Invited Talks




 

Invited Talks

Invited Talk 1: Technology Roadmap for Smart Iris Recognition

Zhenan Sun (China)
Iris recognition has many desirable properties for reliable individual authentication but usability is its largest bottleneck to wide deployment. Thus smart interface and machine intelligent are the objective of next-generation iris recognition. This paper presents the technology roadmap for smart iris recognition (SIR). Firstly, the concept of SIR is introduced, including its definition, characteristics and performance target. Then the evolution process of iris acquisition and recognition algorithm is proposed respectively. With various strategies of human-machine interaction, iris acquisition systems are grouped into seven categories, i.e. Close-range IR, Active IR, IR at a distance, Active IR at a distance, Passive IR on move, Active IR on move, IR for Surveillance. Iris recognition algorithms advance to be more accurate, robust, efficient and secure. The achievements of state-of-the-art iris recognition methods especially the contributions of our research group are reviewed in the roadmap.
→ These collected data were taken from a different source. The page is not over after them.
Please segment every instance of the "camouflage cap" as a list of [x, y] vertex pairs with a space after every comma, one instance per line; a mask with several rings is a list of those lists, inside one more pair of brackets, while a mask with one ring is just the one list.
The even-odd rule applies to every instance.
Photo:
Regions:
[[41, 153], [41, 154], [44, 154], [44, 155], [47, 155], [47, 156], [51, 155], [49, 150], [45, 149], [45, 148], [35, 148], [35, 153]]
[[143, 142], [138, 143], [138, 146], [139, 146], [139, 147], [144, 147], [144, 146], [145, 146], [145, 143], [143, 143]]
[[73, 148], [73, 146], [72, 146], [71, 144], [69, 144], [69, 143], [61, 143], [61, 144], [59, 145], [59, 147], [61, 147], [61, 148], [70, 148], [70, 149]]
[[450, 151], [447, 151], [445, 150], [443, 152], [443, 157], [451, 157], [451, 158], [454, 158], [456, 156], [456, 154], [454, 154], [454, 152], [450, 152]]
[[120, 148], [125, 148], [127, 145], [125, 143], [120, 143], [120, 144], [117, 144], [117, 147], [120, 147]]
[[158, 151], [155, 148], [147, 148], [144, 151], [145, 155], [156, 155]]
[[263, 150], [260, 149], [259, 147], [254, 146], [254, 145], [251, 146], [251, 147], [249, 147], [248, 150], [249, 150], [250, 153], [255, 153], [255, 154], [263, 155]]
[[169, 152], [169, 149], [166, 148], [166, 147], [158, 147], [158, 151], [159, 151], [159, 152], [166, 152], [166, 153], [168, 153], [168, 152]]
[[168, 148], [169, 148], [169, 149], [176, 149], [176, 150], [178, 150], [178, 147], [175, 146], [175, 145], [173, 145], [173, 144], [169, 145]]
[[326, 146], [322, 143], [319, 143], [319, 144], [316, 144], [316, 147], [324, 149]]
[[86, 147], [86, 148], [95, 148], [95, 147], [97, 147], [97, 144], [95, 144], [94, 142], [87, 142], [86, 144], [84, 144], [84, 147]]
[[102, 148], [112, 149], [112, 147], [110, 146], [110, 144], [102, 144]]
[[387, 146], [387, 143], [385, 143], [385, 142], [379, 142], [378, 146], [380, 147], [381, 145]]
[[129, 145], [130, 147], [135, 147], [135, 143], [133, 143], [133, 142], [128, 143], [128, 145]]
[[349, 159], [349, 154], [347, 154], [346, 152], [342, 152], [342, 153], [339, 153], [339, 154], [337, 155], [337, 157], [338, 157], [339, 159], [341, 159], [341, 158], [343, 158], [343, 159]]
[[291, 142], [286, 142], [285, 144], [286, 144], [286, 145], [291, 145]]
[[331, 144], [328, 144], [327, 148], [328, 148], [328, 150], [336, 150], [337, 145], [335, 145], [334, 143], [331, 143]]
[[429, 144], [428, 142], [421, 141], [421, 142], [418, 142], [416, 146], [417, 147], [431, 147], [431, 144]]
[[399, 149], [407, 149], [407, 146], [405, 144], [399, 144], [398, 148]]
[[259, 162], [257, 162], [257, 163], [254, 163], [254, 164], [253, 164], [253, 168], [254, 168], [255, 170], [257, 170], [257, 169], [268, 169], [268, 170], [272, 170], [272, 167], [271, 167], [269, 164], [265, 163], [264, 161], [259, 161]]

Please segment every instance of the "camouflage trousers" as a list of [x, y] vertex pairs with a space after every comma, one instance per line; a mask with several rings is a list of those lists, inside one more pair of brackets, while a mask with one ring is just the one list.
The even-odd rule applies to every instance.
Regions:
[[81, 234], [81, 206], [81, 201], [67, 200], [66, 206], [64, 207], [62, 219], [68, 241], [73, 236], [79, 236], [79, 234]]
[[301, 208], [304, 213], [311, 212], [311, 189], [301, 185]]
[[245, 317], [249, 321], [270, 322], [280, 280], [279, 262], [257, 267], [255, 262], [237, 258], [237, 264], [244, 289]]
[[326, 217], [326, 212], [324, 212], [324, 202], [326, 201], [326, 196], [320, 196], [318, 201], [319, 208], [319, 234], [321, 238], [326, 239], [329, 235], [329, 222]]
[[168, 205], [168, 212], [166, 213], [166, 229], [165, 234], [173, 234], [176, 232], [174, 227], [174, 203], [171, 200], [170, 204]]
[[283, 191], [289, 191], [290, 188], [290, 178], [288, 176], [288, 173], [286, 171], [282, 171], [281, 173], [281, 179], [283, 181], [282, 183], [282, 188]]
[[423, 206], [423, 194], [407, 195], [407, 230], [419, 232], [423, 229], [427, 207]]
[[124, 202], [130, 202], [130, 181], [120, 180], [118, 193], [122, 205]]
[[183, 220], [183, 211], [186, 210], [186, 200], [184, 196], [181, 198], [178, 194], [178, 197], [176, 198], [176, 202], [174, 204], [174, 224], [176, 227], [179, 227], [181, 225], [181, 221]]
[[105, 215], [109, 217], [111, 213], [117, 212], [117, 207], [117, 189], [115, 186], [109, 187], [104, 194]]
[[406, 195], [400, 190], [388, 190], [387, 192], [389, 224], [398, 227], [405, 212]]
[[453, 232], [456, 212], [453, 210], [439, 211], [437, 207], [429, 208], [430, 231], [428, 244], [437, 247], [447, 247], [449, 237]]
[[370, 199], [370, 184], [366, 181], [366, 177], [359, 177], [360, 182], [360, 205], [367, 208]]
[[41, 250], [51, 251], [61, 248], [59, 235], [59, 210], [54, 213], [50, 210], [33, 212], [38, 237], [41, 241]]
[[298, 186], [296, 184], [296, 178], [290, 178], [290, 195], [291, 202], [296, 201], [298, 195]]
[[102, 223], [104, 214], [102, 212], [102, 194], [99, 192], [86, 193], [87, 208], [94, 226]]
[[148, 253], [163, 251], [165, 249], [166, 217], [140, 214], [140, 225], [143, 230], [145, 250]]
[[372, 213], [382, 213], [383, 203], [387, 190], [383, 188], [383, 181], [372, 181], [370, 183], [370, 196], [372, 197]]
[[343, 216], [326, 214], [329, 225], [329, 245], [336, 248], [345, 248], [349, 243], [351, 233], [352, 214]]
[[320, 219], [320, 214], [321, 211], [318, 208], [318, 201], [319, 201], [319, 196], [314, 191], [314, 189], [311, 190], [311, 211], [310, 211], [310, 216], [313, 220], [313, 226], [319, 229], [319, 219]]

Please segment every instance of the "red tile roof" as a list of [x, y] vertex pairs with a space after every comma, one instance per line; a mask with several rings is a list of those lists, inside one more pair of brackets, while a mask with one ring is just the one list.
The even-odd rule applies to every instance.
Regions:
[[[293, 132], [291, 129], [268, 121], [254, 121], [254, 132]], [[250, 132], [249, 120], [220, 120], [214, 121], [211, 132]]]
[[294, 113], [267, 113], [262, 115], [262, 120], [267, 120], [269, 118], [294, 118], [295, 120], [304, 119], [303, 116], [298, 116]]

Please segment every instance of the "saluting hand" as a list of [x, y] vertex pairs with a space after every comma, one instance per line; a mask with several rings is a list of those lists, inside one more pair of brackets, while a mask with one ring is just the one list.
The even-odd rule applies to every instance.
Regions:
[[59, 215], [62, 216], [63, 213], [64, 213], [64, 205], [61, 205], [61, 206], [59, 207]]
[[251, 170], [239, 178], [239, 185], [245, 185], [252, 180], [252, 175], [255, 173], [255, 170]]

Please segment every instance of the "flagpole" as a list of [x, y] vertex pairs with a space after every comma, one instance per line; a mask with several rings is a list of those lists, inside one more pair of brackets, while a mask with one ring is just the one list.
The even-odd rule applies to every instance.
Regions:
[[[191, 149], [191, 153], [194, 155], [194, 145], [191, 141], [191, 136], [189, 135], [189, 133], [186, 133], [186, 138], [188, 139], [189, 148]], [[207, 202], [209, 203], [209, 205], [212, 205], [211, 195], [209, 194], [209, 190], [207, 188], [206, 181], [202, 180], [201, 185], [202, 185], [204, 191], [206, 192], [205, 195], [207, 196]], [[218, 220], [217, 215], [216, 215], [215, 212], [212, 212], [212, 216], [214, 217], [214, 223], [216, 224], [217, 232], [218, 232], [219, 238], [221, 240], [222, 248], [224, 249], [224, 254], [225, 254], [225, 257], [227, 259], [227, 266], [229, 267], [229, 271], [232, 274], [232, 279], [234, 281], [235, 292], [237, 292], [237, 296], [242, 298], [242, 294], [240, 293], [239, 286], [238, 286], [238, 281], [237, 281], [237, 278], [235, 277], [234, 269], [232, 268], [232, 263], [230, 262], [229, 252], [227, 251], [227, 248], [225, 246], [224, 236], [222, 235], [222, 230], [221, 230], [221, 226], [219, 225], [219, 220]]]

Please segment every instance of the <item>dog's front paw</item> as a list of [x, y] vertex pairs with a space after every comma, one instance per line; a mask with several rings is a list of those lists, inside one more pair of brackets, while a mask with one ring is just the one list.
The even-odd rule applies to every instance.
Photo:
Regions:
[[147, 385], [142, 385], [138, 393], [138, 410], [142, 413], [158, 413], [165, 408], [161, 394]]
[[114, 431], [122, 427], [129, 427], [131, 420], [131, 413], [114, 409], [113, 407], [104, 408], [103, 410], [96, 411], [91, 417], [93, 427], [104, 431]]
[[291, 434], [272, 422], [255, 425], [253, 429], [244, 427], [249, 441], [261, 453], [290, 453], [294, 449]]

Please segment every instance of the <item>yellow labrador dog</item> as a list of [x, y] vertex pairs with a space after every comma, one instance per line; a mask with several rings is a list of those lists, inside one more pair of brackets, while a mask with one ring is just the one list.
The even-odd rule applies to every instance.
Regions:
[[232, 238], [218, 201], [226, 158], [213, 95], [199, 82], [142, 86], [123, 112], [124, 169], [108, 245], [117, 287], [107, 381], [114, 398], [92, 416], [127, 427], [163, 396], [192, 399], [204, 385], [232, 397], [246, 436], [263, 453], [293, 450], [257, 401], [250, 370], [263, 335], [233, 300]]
Invited Talk 2: Vision-Simulated Imaging

Brian A. Barsky
Vision-simulated imaging (VSI) is the computer generation of synthetic images to simulate a subject's vision, by incorporating the characteristics of a particular individual's entire optical system. Using measured aberration data from a Shack-Hartmann wavefront aberrometry device, VSI modifies input images to simulate the appearance of the scene for the individual patient. Each input image can be a photograph, synthetic image created by computer, frame from a video, or standard Snellen acuity eye chart -- as long as there is accompanying depth information. An eye chart is very revealing, since it shows what the patient would see during an eye examination, and provides an accurate picture of his or her vision. Using wavefront aberration measurements, we determine a discrete blur function by sampling at a set of focusing distances, specified as a set of depth planes that discretize the three-dimensional space. For each depth plane, we construct an object-space blur filter. VSI methodology comprises several steps: (1) creation of a set of depth images, (2) computation of blur filters, (3) stratification of the image, (4) blurring of each depth image, and (5) composition of the blurred depth images to form a single vision-simulated image

Invited Talk 3: From video-based eye-tracking to imaging brain and perceptual consciousness

Boris M. Velichkovsky
Recent progress in video-based eyetracking can be considered as a silent technological revolution in brain and behavioural sciences, approaching that of brain imaging methods. The importance of this methodology is quite obvious from the point of view of the ecological validity and practical implications of eyetracking. However, it is of a paramount significance for basic neurocognitive research as well. As a matter of fact, human eye movements are a common output of a number of philogenetically evolved and often (though not always) hierarchically organized brain systems. In this presentation, I will demonstrate how contemporary eyetracking research helps to disentangle their influences on task solution completing in a non-trivial way data obtained with neuroimaging methods.

Invited Talk 4: Decomposition of High Angular Resolution Diffusion Images into a Sum of Self-Similar Polynomials on the Sphere

Luc Florack, Evgeniya Balmashnova
We propose a tensorial expansion of high resolution diffusion imaging (HARDI) data on the unit sphere into a sum of self-similar polynomials, i.e. polynomials that retain their form up to a scaling under the act of lowering resolution via the diffusion semigroup generated by the Laplace-Beltrami operator on the sphere. In this way we arrive at a hierarchy of HARDI degrees of freedom into contravariant tensors of successive ranks, each characterized by a corresponding level of detail. We provide a closed-form expression for the scaling behaviour of each homogeneous term in the expansion, and show that classical diffusion tensor imaging (DTI) arises as an asymptotic state of almost vanishing resolution.